Distribution.—This species occurs in streams and lakes from the Columbia River south to northwestern California. It probably did not occur originally anywhere in the southern High Sierra, but it has been introduced into many streams and lakes. In Yosemite National Park it is most abundant in the Tuolumne River from Hetch Hetchy to its source, in the South Fork of the Merced, and in Gaylor and Peeler lakes.


Salmo henshawi Gill & Jordan

Other names.—Henshaw Trout; Black-spotted Trout; Truckee Trout; Silver Trout; Redfish; Tommy; Black Trout; Salmo tahoensis; Salmo purpuratus henshawi; Salmo mykiss henshawi; Salmo clarkii henshawi.

Description.—Color, dark olive-green above, body everywhere with rather widely scattered black spots, red darker on membranes of lower jaw; body stout, the greatest depth about one-fourth the total length; scales small.

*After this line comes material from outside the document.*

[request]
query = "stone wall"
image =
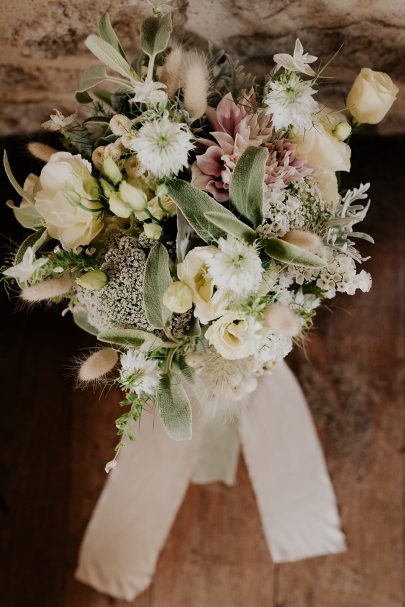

Distribution.—This is the common trout of Lake Tahoe and its connecting waters; also of Donner, Webber, and Independence lakes and the upper part of Truckee River. It is not common in the park, but was introduced into the Tuolumne River at Hetch Hetchy Valley, Soda Springs, and in the Lyell Canyon in 1896. Habits.—During a portion of the year the Tahoe Trout lives in deep water, and can be caught, if at all, only on long lines. Early in the spring and in the summer, they are to be found in relatively shallow water. It may be that food supply accounts for, this migration, as spawning minnows seem to be the attractive food when the trout is in shallow water. The greatest number of this species are taken by trolling with a spoon. (Snyder.)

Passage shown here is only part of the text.